A Fatal Waltz by Tasha Alexander. The third entry in the Lady Emily Ashton and Colin Hargreaves series has all the classic elements of a Victorian era mystery: a huge country estate, lord and ladies and their requisite mistresses and lovers, hidden scandals exposed, dark anarchists plotting mayhem, fabulous balls and tea with the empress. Lady Ashton, though a bit naïve and insecure, is a lover of art and ancient Greece and modern enough to conduct murder investigations and drink port after dinner instead of sherry. She’s also a steady ally to her friends, and when her friend’s husband is accused of shooting a powerful politician, she’s willing to travel to Vienna to track down the clues needed to solve the case. Alexander does a nice job of subtly inserting these clues so that astute readers will see a pattern emerging, but will not have it handed to them on a silver spoon.

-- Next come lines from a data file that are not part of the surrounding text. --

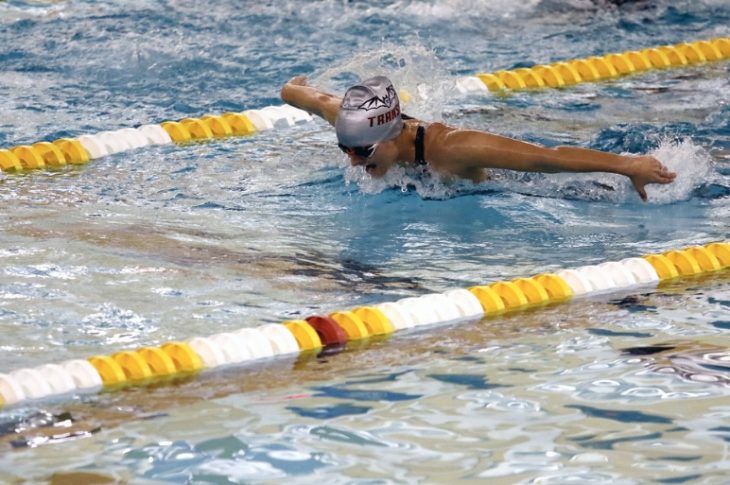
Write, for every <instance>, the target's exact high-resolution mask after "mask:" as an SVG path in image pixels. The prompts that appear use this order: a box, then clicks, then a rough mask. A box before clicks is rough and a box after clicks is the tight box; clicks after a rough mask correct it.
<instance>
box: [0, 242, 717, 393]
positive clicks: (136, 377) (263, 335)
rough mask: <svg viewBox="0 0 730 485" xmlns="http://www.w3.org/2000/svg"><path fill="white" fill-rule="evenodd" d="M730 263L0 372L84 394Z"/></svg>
mask: <svg viewBox="0 0 730 485" xmlns="http://www.w3.org/2000/svg"><path fill="white" fill-rule="evenodd" d="M728 268H730V242H715V243H710V244H707V245H704V246H693V247H689V248H684V249H680V250H672V251H666V252H664V253H661V254H649V255H646V256H643V257H631V258H626V259H623V260H621V261H611V262H606V263H602V264H597V265H588V266H582V267H578V268H572V269H562V270H559V271H557V272H555V273H543V274H538V275H535V276H532V277H529V278H516V279H513V280H510V281H497V282H494V283H489V284H485V285H478V286H473V287H471V288H468V289H454V290H450V291H447V292H445V293H433V294H428V295H423V296H419V297H408V298H403V299H401V300H398V301H394V302H385V303H380V304H377V305H373V306H362V307H357V308H353V309H351V310H346V311H335V312H333V313H330V314H328V315H312V316H309V317H307V318H305V319H302V320H287V321H284V322H282V323H280V324H278V323H271V324H266V325H263V326H259V327H256V328H243V329H240V330H234V331H228V332H223V333H218V334H215V335H210V336H207V337H192V338H189V339H187V340H186V341H184V342H166V343H163V344H162V345H159V346H157V347H142V348H139V349H132V350H121V351H118V352H115V353H113V354H111V355H95V356H92V357H89V358H88V359H72V360H67V361H65V362H61V363H59V364H44V365H41V366H39V367H35V368H22V369H17V370H14V371H11V372H7V373H0V406H3V405H5V406H9V405H14V404H18V403H22V402H25V401H29V400H37V399H45V398H48V397H52V396H53V397H56V398H58V396H68V397H70V396H72V395H73V394H75V393H79V392H95V391H99V390H110V389H115V388H117V387H124V386H138V385H146V384H149V383H155V384H159V383H160V382H161V381H162V380H164V379H169V378H170V377H176V376H192V375H194V374H197V373H200V372H203V371H206V370H210V369H216V368H220V367H224V366H236V365H241V364H246V363H250V362H253V361H260V360H262V359H273V358H276V357H279V356H282V355H290V356H291V355H296V354H304V353H313V352H319V351H320V350H321V349H323V348H327V350H328V352H336V351H338V350H342V349H344V348H346V347H348V346H355V345H357V346H359V345H362V344H365V345H366V344H367V342H368V341H372V340H374V339H379V338H382V337H387V336H389V335H390V334H392V333H394V332H396V331H407V330H410V329H416V328H419V327H425V326H433V325H441V324H445V323H449V324H452V323H459V322H467V321H471V322H473V321H475V320H477V319H483V318H487V317H493V316H495V315H501V314H508V313H512V312H520V311H525V310H534V309H537V308H539V307H541V306H545V305H548V304H560V303H564V302H567V301H570V300H571V299H573V298H575V297H584V296H588V295H595V294H601V293H610V292H615V291H618V290H623V291H625V290H630V289H632V288H642V291H644V288H645V287H647V286H656V285H659V284H661V283H662V282H667V281H671V280H675V279H677V278H691V277H696V276H700V275H710V274H713V273H714V274H717V272H720V271H723V270H727V269H728ZM725 273H726V272H724V273H723V274H725Z"/></svg>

Unfortunately, another common Victorian element, the melodramatic romance, is much too prevalent in this novel. There’s romance between the butler and the maid, kept apart because they serve different nobles; between the unemployed, but talented, artist and the wealthy merchant’s daughter whose family disapproves of her choice; and between the modern American woman and the Oxford don. Then there’s the victim, his third wife and his long-time mistress and also the childhood friend who pines for Lady Ashton, but can never have her. If that weren’t enough, there’s Ashton herself, her fiancé, Hargreaves and his former lover, Countess Kristiana von Lange, who wants to win him back. Emily’s little band of friends is interesting, but the book gets too bogged down in all the romantic interplay.

For other Victorian era stories with a balance of more mystery and less romance, I recommend “The Riddle of the River” by Catherine Shaw and “A Flaw in the Blood” by Stephanie Barron.